Grauen

Das Grauen kommt in München in Form rotgekleideter FC Bayern Fans daher, laut brüllend wie missglückte Gorilla-Imitationen. In der U-Bahn, die zum Stadion fährt,  fangen sie an zu singen. „FC Bayyyeeern!“ Dann springen gefühlt alle gleichzeitig in die Luft. Der Wagon wackelt wie ein Dampfer auf dem Ozean. „FC Bayyyeeern!“ Es gibt nicht einmal mehr einen Stehplatz, trotzdem steigen an jeder Station noch welche zu. Einer setzt sich oben auf die Sitzlehne. Es stinkt nach verschüttetem Bier. In einer knappen Stunde geht das Spiel los. 

Vielleicht sollte ich lieber zu Fuß gehen. Oder mit einem dieser E-Roller fahren, die jetzt überall herum stehen. Um wohlmöglich festzustellen, dass ich das Gleichgewicht auf diesen Dingern nicht halten kann. Könnte ich in diesem Fall meine Registrierung wieder löschen?

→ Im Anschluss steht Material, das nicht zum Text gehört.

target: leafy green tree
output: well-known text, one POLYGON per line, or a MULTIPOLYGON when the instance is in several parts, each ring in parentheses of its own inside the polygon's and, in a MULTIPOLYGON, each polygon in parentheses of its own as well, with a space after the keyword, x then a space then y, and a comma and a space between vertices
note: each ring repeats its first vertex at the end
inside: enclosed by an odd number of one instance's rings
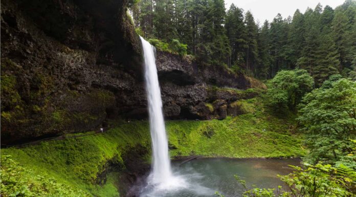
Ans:
MULTIPOLYGON (((235 175, 243 188, 243 197, 352 197, 356 192, 356 171, 341 164, 336 166, 304 164, 302 167, 290 166, 294 171, 279 176, 288 189, 249 188, 246 182, 235 175)), ((219 197, 221 194, 215 193, 219 197)))
POLYGON ((269 81, 267 95, 275 108, 294 110, 304 95, 312 90, 313 78, 305 70, 281 71, 269 81))
MULTIPOLYGON (((330 77, 303 98, 298 118, 310 152, 308 161, 335 163, 351 154, 356 138, 356 82, 330 77)), ((356 162, 355 161, 354 162, 356 162)))

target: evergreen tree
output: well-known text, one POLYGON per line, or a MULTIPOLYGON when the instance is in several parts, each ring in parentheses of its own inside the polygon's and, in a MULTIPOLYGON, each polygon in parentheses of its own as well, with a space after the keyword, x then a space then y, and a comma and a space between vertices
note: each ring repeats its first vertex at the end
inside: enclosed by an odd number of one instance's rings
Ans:
POLYGON ((339 70, 342 72, 347 63, 348 40, 347 32, 349 28, 347 17, 344 12, 337 10, 332 22, 332 29, 334 40, 336 43, 338 52, 340 55, 340 67, 339 70))
POLYGON ((232 4, 228 11, 225 28, 229 38, 231 55, 228 65, 241 67, 244 63, 245 49, 247 48, 246 28, 243 22, 243 10, 232 4))
POLYGON ((293 50, 290 58, 292 64, 297 64, 297 60, 300 57, 304 43, 304 17, 299 10, 294 13, 290 24, 288 35, 288 42, 293 50))
POLYGON ((338 69, 340 64, 339 54, 331 37, 326 35, 321 40, 317 52, 314 74, 312 76, 317 86, 320 86, 329 76, 338 74, 338 69))
POLYGON ((270 78, 269 68, 272 62, 270 55, 270 24, 267 20, 259 31, 257 43, 258 45, 258 68, 256 72, 257 77, 262 79, 270 78))
POLYGON ((252 14, 248 11, 245 15, 246 24, 246 70, 248 72, 252 73, 254 71, 254 65, 257 61, 257 33, 258 28, 255 23, 252 14))

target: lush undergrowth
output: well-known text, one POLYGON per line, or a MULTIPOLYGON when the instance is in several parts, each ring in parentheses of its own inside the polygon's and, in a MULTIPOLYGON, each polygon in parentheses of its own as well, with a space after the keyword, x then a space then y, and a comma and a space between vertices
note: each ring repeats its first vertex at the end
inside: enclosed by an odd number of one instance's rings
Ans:
MULTIPOLYGON (((254 110, 223 120, 167 121, 171 156, 268 158, 304 155, 300 136, 292 134, 294 117, 271 115, 265 111, 262 100, 257 97, 240 101, 253 106, 254 110)), ((13 162, 18 163, 14 165, 26 169, 21 170, 21 177, 26 177, 26 181, 16 182, 15 180, 12 184, 18 184, 19 188, 34 188, 31 183, 38 182, 37 176, 40 175, 77 192, 74 196, 118 196, 118 172, 109 173, 106 183, 101 185, 97 184, 99 174, 109 163, 124 170, 123 157, 128 152, 141 152, 138 157, 149 162, 150 139, 147 121, 118 122, 111 126, 113 128, 103 134, 93 133, 21 148, 2 149, 3 158, 10 155, 13 162), (140 150, 143 148, 148 150, 142 154, 140 150)), ((4 165, 2 177, 9 176, 5 168, 6 163, 4 165)), ((3 188, 7 187, 3 185, 3 188)))
MULTIPOLYGON (((18 192, 26 187, 25 185, 32 188, 31 183, 36 182, 36 176, 39 174, 46 179, 53 178, 73 190, 79 189, 84 193, 97 196, 117 196, 118 175, 109 174, 103 185, 96 184, 98 175, 105 169, 108 163, 124 170, 122 156, 127 151, 135 152, 135 149, 143 146, 149 150, 148 127, 146 122, 120 124, 104 134, 43 142, 22 148, 2 149, 2 155, 10 155, 12 160, 26 169, 21 172, 23 175, 20 177, 27 177, 27 181, 17 181, 17 184, 20 185, 18 192)), ((149 152, 141 157, 149 158, 149 152)), ((10 175, 5 170, 6 167, 2 165, 2 178, 10 175)), ((3 188, 7 187, 4 185, 8 183, 2 183, 3 188)), ((3 191, 2 190, 2 194, 3 191)), ((74 195, 82 196, 80 194, 76 193, 74 195)))
POLYGON ((266 112, 261 98, 241 100, 250 113, 223 120, 171 121, 167 123, 171 156, 232 158, 303 156, 300 136, 292 135, 293 117, 266 112))

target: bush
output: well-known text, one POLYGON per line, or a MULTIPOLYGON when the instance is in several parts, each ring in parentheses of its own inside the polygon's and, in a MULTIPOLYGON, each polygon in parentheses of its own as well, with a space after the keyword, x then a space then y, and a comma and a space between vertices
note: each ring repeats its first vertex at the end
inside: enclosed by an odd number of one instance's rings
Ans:
POLYGON ((0 171, 2 196, 90 196, 82 190, 58 183, 53 178, 31 176, 31 170, 20 166, 10 156, 2 156, 0 171))
POLYGON ((173 39, 170 43, 154 38, 150 38, 148 41, 158 50, 179 54, 181 56, 187 55, 187 45, 181 43, 177 39, 173 39))
POLYGON ((281 71, 268 83, 267 95, 275 108, 294 110, 314 80, 305 70, 281 71))
MULTIPOLYGON (((243 197, 351 197, 356 192, 356 172, 340 165, 304 164, 304 168, 290 166, 295 171, 290 174, 279 176, 288 187, 276 189, 248 188, 244 181, 235 176, 245 190, 243 197)), ((224 196, 216 193, 220 197, 224 196)))

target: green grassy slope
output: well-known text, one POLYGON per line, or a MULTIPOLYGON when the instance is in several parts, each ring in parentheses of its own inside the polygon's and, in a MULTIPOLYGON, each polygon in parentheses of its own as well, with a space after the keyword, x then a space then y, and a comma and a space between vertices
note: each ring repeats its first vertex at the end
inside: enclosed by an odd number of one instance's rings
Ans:
MULTIPOLYGON (((265 111, 262 100, 257 97, 239 101, 249 113, 223 120, 167 121, 171 156, 255 158, 304 155, 300 136, 291 134, 293 117, 281 118, 271 115, 265 111)), ((148 150, 140 157, 149 162, 150 139, 147 121, 115 122, 112 126, 113 128, 103 134, 43 142, 21 148, 2 149, 2 155, 11 155, 14 161, 31 169, 26 172, 29 183, 39 174, 52 177, 58 183, 89 195, 117 196, 119 174, 109 174, 102 186, 96 184, 98 174, 105 170, 108 161, 124 169, 123 156, 136 149, 137 152, 142 148, 148 150)))

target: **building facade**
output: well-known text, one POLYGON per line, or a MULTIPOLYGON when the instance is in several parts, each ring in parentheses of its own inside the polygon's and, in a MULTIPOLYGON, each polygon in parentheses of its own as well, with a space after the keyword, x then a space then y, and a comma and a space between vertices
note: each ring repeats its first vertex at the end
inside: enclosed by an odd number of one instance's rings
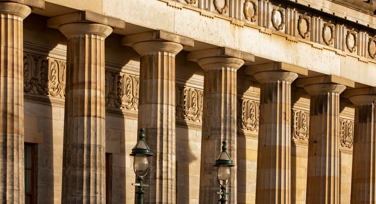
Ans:
POLYGON ((0 202, 375 203, 373 5, 0 2, 0 202))

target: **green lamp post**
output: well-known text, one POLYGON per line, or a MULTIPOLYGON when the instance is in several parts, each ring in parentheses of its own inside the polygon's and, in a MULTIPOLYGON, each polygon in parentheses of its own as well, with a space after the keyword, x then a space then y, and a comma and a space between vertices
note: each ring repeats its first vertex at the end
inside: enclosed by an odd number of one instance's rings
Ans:
POLYGON ((218 167, 217 178, 218 183, 221 185, 221 191, 216 193, 217 194, 221 195, 221 199, 218 200, 218 201, 221 202, 221 204, 224 204, 228 201, 226 199, 226 195, 230 195, 229 193, 226 192, 226 186, 230 181, 231 175, 230 168, 235 165, 233 163, 231 158, 227 153, 227 146, 226 145, 227 142, 224 141, 222 143, 223 144, 222 152, 215 160, 215 164, 214 166, 218 167), (221 183, 221 181, 222 181, 222 183, 221 183))
POLYGON ((152 157, 151 151, 147 146, 146 142, 145 141, 145 135, 144 134, 144 128, 140 129, 140 133, 138 135, 139 139, 137 144, 132 149, 132 154, 129 154, 133 157, 133 169, 135 173, 137 175, 138 181, 138 183, 132 183, 133 186, 138 186, 138 190, 136 192, 137 194, 137 199, 138 200, 138 204, 144 203, 144 194, 146 193, 142 188, 143 187, 148 187, 149 185, 143 183, 144 177, 147 174, 148 168, 149 163, 148 158, 149 157, 152 157), (138 172, 138 174, 137 172, 138 172), (144 174, 143 174, 144 172, 144 174))

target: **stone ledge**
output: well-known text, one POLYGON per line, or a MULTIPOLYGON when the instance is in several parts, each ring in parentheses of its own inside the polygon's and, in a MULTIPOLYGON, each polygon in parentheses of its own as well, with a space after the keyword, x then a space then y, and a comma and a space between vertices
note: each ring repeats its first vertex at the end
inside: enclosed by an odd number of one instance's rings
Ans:
POLYGON ((63 24, 71 23, 94 23, 106 25, 114 30, 125 28, 125 21, 91 11, 83 11, 50 18, 47 20, 47 26, 58 29, 63 24))

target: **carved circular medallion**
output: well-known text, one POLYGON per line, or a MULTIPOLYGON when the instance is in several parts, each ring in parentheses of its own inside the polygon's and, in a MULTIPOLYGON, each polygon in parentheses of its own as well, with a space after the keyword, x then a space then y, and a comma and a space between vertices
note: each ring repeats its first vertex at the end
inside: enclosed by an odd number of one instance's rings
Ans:
POLYGON ((213 0, 213 3, 214 4, 214 8, 220 14, 226 13, 227 11, 227 9, 229 8, 229 0, 224 0, 224 5, 222 8, 220 8, 218 5, 218 0, 213 0))
POLYGON ((283 29, 285 26, 285 12, 281 8, 274 7, 273 11, 271 12, 271 24, 276 30, 279 30, 283 29), (276 12, 278 11, 281 14, 281 23, 279 25, 276 22, 276 12))
POLYGON ((326 44, 326 45, 330 45, 333 44, 333 41, 334 40, 334 26, 331 23, 326 23, 324 24, 324 27, 323 27, 323 40, 324 42, 326 44), (326 28, 329 27, 330 29, 331 37, 330 39, 328 40, 325 35, 325 31, 326 30, 326 28))
POLYGON ((311 33, 311 21, 309 21, 309 18, 306 15, 300 15, 299 17, 299 19, 298 20, 298 32, 303 38, 309 36, 309 33, 311 33), (307 23, 307 30, 305 32, 302 30, 302 21, 303 20, 305 20, 307 23))
POLYGON ((355 52, 356 50, 356 47, 358 47, 358 37, 356 36, 356 33, 353 30, 347 31, 347 34, 346 35, 346 46, 350 52, 355 52), (354 45, 352 47, 350 45, 350 36, 351 35, 354 37, 354 45))
POLYGON ((244 2, 244 5, 243 6, 243 13, 244 13, 244 17, 247 20, 251 22, 255 22, 258 16, 258 9, 257 4, 255 2, 255 0, 246 0, 244 2), (253 15, 251 17, 249 17, 248 14, 248 3, 251 3, 253 6, 253 15))
POLYGON ((374 43, 374 47, 376 48, 376 38, 370 38, 370 41, 368 41, 368 53, 371 58, 374 59, 375 56, 376 56, 376 49, 374 49, 375 50, 374 52, 373 52, 371 50, 373 42, 374 43))

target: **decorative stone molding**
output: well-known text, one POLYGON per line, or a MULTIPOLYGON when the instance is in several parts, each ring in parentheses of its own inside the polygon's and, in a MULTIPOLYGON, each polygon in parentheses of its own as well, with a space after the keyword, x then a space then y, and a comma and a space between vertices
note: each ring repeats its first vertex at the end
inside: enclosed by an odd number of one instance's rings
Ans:
POLYGON ((24 52, 23 59, 25 91, 65 97, 65 61, 27 52, 24 52))
POLYGON ((106 106, 132 110, 138 109, 138 76, 106 70, 105 81, 106 106))
POLYGON ((285 26, 285 11, 282 8, 276 6, 273 9, 273 11, 271 12, 271 24, 274 28, 277 30, 283 29, 284 26, 285 26), (277 11, 281 14, 281 23, 279 25, 276 22, 276 12, 277 11))
POLYGON ((298 20, 298 32, 303 38, 308 37, 311 33, 311 21, 306 15, 302 15, 299 17, 299 19, 298 20), (303 32, 302 30, 302 21, 303 20, 305 20, 307 23, 307 30, 305 32, 303 32))
POLYGON ((215 10, 220 14, 226 13, 229 8, 229 0, 224 0, 224 5, 222 8, 220 8, 218 5, 218 0, 213 0, 213 3, 215 10))
POLYGON ((334 40, 334 26, 330 23, 326 23, 324 24, 324 27, 323 27, 323 40, 326 45, 330 45, 333 44, 333 42, 334 40), (326 28, 329 27, 331 30, 331 38, 329 40, 325 36, 325 30, 326 28))
POLYGON ((255 0, 245 0, 243 6, 243 13, 244 14, 244 17, 247 20, 251 22, 255 22, 258 16, 258 7, 257 4, 255 2, 255 0), (251 3, 253 6, 253 15, 249 16, 248 14, 248 3, 251 3))
POLYGON ((340 119, 340 141, 341 146, 352 148, 354 143, 354 121, 345 119, 340 119))
POLYGON ((356 47, 358 47, 358 35, 353 30, 347 31, 347 34, 346 35, 346 46, 350 52, 355 52, 356 50, 356 47), (352 47, 350 44, 350 38, 351 35, 354 37, 354 45, 352 47))
POLYGON ((176 86, 177 118, 191 121, 202 122, 203 92, 201 89, 176 86))
POLYGON ((292 112, 291 137, 308 140, 309 135, 309 112, 294 108, 292 109, 292 112))
POLYGON ((238 128, 244 130, 258 131, 260 102, 238 98, 238 128))

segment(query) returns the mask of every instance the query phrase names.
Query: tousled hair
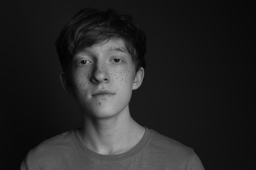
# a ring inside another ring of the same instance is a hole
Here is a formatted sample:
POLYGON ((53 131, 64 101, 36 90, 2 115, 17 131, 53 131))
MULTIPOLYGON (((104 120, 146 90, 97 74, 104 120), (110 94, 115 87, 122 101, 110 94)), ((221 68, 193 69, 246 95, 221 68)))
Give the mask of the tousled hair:
POLYGON ((136 71, 145 68, 146 34, 134 24, 132 17, 112 9, 100 11, 87 7, 72 18, 56 41, 63 71, 69 71, 74 56, 80 50, 112 38, 124 41, 136 71))

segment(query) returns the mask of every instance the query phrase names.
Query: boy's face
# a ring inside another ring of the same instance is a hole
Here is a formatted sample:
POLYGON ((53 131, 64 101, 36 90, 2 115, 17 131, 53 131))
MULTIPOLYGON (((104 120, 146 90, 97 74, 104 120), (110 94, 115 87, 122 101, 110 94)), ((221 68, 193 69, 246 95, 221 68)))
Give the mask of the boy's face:
POLYGON ((132 90, 142 81, 142 68, 137 73, 121 39, 86 48, 73 58, 70 86, 62 74, 64 87, 75 94, 83 110, 96 118, 108 118, 128 110, 132 90))

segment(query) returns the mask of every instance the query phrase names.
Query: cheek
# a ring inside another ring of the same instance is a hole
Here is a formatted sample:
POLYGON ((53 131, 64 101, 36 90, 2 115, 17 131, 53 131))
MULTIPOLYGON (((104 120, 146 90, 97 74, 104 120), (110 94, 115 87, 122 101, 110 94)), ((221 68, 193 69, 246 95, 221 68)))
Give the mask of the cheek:
POLYGON ((90 84, 89 81, 90 74, 78 74, 75 75, 75 86, 77 91, 81 90, 83 92, 87 92, 88 86, 90 84))
POLYGON ((111 78, 122 85, 127 85, 132 82, 132 75, 129 69, 116 71, 110 73, 111 78))

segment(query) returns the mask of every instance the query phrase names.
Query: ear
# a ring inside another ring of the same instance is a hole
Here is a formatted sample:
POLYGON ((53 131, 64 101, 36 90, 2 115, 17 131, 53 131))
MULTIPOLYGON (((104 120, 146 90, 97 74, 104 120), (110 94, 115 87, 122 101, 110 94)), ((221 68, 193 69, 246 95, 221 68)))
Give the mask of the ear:
POLYGON ((70 93, 73 93, 73 88, 68 75, 65 73, 61 73, 60 78, 63 88, 70 93))
POLYGON ((142 83, 144 78, 144 69, 140 67, 136 73, 135 77, 133 80, 133 90, 139 88, 142 83))

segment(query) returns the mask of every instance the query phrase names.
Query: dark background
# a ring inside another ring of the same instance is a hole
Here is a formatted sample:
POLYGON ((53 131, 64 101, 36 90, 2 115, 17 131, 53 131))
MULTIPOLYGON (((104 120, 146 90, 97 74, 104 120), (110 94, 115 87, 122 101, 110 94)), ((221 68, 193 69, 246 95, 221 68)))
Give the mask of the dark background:
POLYGON ((87 6, 131 14, 148 35, 146 75, 133 94, 132 116, 193 148, 207 169, 251 169, 255 5, 193 1, 1 3, 3 169, 18 169, 30 149, 81 124, 59 81, 54 41, 87 6))

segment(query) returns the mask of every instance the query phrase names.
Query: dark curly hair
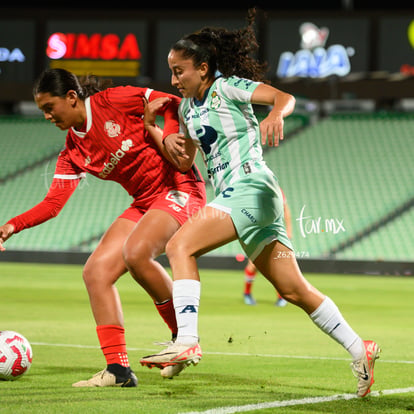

Oder bliebe ich der MVV für immer erhalten, als  unbegabte Testfahrerin, die nicht einmal zehn Minuten oben geblieben ist. Ob man sich auch unter falschem Namen registrieren kann?

Oder ich steige aufs Fahrrad um, so wie früher. Nur dass ich heute beim Fahren einen Helm trage. Wenn ich erwischt würde, wie ich bei Rot über die Ampel fahre, bekäme ich einen Punkt in Flensburg.
Früher bin ich oft bei Rot über die Ampel gefahren. Ohne Punkte. Früher war alles besser. Noch so ein Grauen. 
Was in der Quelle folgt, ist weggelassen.